Abstract
Summary: Four patients with cerebral arteriovenous malformations (AVMs) underwent superselective Wada testing with intraarterial amobarbital and lidocaine before embolization. In all four patients, the use of lidocaine detected clinically significant neurologic deficits that amobarbital alone did not, likely because of the pharmacodynamic differences of the two agents. The use of lidocaine with amobarbital for superselective Wada testing in patients with cerebral AVMs may improve the sensitivity and predictive value of this test in the future.
The prevention of treatment-related morbidity is crucial to the management of arteriovenous malformations (AVMs), because the natural history of these lesions is still being unraveled, and permanent neurologic deficits following treatment have been reported in approximately 10% of cases (1). Some centers use a modified Wada procedure to detect eloquent brain tissue perfused en passage by feeding arteries and thereby predict any neurologic deficits that might permanently result from embolization or subsequent resection of that particular region. Short-acting barbiturates, such as amobarbital, are generally used for the intraarterial injections, but they selectively inhibit only gray matter structures. At our institution, we routinely perform preembolization Wada testing by using both amobarbital and lidocaine, which inhibits white matter tracts as well.
Technique
All patients were treated at our institution by at least two of the authors between 1998 and 2001 and were known to have cerebral AVMs. Each patient provided informed consent for preembolization superselective Wada testing with amobarbital and lidocaine. Patients were informed that the use of amobarbital and lidocaine in this setting was “off-label,” meaning even though both drugs were approved for multiple clinical indications by the U.S. Food and Drug Administration, neither agent had been specifically approved for use in superselective Wada testing. Nevertheless, their safety and efficacy in superselective Wada testing was supported by the medical literature (2, 3).

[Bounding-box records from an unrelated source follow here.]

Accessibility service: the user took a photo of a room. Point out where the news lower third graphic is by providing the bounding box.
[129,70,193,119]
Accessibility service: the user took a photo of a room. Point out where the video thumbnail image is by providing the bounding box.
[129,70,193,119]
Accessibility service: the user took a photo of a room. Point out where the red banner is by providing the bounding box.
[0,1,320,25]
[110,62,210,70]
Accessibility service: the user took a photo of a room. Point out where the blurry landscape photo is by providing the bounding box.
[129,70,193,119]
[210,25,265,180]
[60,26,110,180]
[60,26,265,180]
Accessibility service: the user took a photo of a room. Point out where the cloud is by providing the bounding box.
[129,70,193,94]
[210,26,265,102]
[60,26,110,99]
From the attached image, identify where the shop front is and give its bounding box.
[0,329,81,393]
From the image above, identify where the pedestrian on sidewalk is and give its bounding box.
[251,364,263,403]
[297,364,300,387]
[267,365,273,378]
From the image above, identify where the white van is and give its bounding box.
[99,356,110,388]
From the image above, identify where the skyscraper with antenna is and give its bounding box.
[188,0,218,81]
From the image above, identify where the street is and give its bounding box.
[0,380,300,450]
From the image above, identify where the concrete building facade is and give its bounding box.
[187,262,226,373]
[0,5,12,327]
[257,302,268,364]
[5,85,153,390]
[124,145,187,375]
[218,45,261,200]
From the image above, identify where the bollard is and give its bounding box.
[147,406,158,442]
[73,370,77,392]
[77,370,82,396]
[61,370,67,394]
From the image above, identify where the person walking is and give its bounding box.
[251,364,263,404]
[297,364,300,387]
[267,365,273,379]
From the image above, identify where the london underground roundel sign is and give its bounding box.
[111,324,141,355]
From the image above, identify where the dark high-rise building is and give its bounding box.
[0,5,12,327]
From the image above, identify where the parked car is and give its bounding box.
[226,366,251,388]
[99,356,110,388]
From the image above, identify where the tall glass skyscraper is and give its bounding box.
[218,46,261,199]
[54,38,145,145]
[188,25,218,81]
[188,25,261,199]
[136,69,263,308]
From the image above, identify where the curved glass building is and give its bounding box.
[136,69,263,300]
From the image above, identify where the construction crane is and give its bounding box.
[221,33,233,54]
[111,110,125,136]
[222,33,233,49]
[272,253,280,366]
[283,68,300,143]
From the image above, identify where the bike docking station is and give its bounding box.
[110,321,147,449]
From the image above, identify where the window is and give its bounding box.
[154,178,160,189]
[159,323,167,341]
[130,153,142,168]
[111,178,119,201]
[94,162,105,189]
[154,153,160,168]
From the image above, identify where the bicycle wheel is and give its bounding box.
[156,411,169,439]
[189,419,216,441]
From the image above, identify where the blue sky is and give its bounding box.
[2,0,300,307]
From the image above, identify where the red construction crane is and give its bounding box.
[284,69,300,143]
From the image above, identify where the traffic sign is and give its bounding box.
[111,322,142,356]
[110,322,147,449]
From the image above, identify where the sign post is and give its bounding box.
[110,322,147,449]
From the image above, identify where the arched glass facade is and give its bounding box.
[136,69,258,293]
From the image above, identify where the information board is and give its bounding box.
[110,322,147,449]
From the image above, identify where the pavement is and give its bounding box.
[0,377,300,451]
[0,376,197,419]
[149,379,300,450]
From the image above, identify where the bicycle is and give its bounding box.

All procedures were performed without a formal review by the local institutional review board (IRB), because neither the Wada testing nor the use of amobarbital and lidocaine was investigational, but rather both were components of good medical practice considered to be in the best interest of all patients treated (4). IRB approval was also not requested when making this report, because all observations were made by the reporting physicians during routine clinical practice, no prospective data collection occurred, and no unsolicited, retrospective review of hospital medical records was required.
Under sterile conditions, the right femoral artery was cannulated by using the Seldinger procedure, and a vascular catheter was advanced to the carotid circulation. A Magic (Balt, Montmorency, France) microcatheter was then navigated toward the AVM nidus, and superselectively inserted into a feeding artery chosen for embolization. Wada testing was performed by superselectively injecting amobarbital (50 mg in 1 mL), lidocaine (10 mg in 1 mL), or both, with a contrast agent into the intended feeding artery. Most patients at our institution receive the combination of amobarbital and lidocaine during testing, but either agent may be used separately, at the discretion of the interventional neuroradiologist, to distinguish between cortical and subcortical effects of the anesthetic injections if such a distinction might be useful in planning further treatment.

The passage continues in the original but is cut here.